Sans le bénéfice de cette revue de la littérature, je suis donc parti d’une seule hypothèse : celle d’une différence de connaissances entre les végés et les non-végés, et entre les personnes selon leur position sur l’expérimentation animale. Une personne était classée dans le groupe « végés » si elle avait répondu être végétarienne, végétalienne ou végane, sans que ne soient vérifiées ses consommations de chaque produit d’origine animale. Il est donc possible que cette catégorie contienne des personnes consommant certains de ces produit, mais le regroupement semblait nécessaire pour avoir des groupes assez larges pour permettre les analyses. La supposition était que cette différence pourrait être variable selon les questions – les végés et les personnes opposé·es à l’expérimentation animale pouvant être mieux informé·es sur certains points, et moins bien sur d’autres, du fait d’une surexposition plus ou moins volontaire à des sources d’information liées à un biais de confirmation.

À propos des analyses statistiques

Les facteurs d’intérêt retenus pour les analyses étaient la distinction végés/non-végés et la position sur l’expérimentation animale. Certaines variables sociodémographiques pouvaient avoir une influence sur les variables observées tout en étant corrélées aux facteurs d’intérêt, eux-mêmes corrélés entre eux. De plus, les conditions n’étaient pas réunies pour des analyses paramétriques qui auraient permis des ajustements sur ces variables sociodémographiques et une modélisation de l’influence de chaque variable. La significativité statistique de chaque différence notable (indiquée par les p-values entre crochets dans le texte) a donc été évaluée grâce à des tests de comparaisons multiples (Kruskal-Wallis) et à des tests de χ², avant et après matching par propensity score du facteur d’intérêt avec les variables de confusion. Les matchings ont permis de constituer des groupes de population comparables, pour un résultat supposé plus valide. En l’occurrence, dans la mesure où les végés et les personnes radicalement opposées à l’expérimentation animale constituaient une majorité avec une orientation particulière, les matchings ont été réalisés sur la base de la répartition des non-végés (pour la variable végés/non-végés) en prenant en compte les tranches d’âge, le genre et l’emploi (variables de confusion pour le facteur végés/non-végés), et sur la base de la répartition des personnes n’étant pas radicalement opposées à l’expérimentation animale (pour la variable positionnement), en prenant en compte les tranches d’âge, le genre et la taille de la ville de résidence (variables confondantes pour le facteur positionnement). D’autres matchings ont été réalisés spécifiquement pour certains résultats qui impliquaient d’autres variables de confusion.

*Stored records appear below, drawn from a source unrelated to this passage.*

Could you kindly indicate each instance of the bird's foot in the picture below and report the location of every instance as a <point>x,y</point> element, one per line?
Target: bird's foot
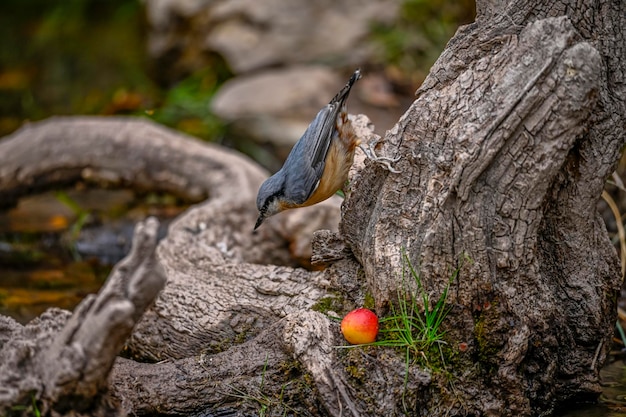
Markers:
<point>383,161</point>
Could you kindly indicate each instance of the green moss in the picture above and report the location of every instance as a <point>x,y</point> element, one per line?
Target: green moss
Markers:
<point>484,324</point>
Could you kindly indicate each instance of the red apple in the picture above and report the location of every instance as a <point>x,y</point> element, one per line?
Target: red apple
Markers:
<point>360,326</point>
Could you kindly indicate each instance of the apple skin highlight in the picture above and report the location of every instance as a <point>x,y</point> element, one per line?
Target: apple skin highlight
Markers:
<point>360,326</point>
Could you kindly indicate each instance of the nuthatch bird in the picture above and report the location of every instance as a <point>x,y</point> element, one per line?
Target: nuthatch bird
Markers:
<point>318,164</point>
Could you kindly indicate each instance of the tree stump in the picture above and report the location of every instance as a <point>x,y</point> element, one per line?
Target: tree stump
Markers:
<point>503,157</point>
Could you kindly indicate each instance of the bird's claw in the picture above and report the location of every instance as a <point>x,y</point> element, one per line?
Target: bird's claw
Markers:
<point>384,161</point>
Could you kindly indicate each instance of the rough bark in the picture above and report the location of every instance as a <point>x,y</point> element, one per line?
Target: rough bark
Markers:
<point>503,157</point>
<point>64,362</point>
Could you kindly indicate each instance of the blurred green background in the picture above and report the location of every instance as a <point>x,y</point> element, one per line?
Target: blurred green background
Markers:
<point>62,57</point>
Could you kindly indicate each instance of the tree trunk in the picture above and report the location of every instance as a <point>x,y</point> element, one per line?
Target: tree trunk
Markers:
<point>504,154</point>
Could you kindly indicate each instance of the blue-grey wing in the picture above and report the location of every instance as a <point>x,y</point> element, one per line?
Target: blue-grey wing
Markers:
<point>306,161</point>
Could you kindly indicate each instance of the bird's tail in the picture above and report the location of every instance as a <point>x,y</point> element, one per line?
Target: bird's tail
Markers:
<point>342,95</point>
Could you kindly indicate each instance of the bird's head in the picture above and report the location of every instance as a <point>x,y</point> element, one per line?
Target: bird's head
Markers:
<point>269,199</point>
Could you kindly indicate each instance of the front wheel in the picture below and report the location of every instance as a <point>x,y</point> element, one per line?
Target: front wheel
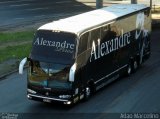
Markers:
<point>87,93</point>
<point>134,66</point>
<point>129,69</point>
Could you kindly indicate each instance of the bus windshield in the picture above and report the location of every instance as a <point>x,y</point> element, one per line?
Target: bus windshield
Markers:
<point>50,75</point>
<point>54,46</point>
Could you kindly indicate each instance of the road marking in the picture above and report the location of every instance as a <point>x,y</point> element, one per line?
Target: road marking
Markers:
<point>39,16</point>
<point>63,2</point>
<point>77,5</point>
<point>20,5</point>
<point>20,18</point>
<point>34,9</point>
<point>11,1</point>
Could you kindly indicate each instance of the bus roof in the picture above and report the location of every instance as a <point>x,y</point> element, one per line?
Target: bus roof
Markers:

Le seuil de significativité a été fixé à p < .05, et seuls sont indiqués dans le texte les p-values après matching. Ces valeurs p, indiquées entre crochets, doivent être prises pour ce qu’elles sont, c’est-à-dire des indices qui ne permettent pas de conclure de manière définitive à une différence entre les groupes, mais qui suggèrent qu’un travail plus approfondi, guidé par des hypothèses inspirées par ces premiers résultats, pourrait être intéressant – d’autant que les codages et les analyses ont été réalisées ici par une seule personne : moi-même (même si j’ai reçu une aide indispensable de la part du Pôle Analyse du Projet Méduses, pour élaborer les analyses, il n’est en aucun cas responsable des erreurs éventuelles de calcul ou d’interprétation). Les valeurs p < .05 restent particulièrement faibles quand il s’agit de conclure, notamment parce que ces valeurs pouvaient varier selon le matching utilisé. Même en choisissant le matching qui semblait le plus approprié, il est possible que ces valeurs en particulier ne soient pas particulièrement robustes. Lorsqu’une p-value est associée à plusieurs comparaisons dans le texte, elle indique que les différences entre les groupes pris deux à deux sont significatives, sans aller dans le détail des comparaisons individuelles pour éviter de surcharger le texte. Les graphiques inclus sont stratifiés selon les variables d’intérêt uniquement lorsque celles-ci ont une influence significative sur le résultat ou que la comparaison est faite dans le texte avec des graphiques pour lesquelles il existe une telle influence. Pour le détail des matchings et des analyses, se référer au script R.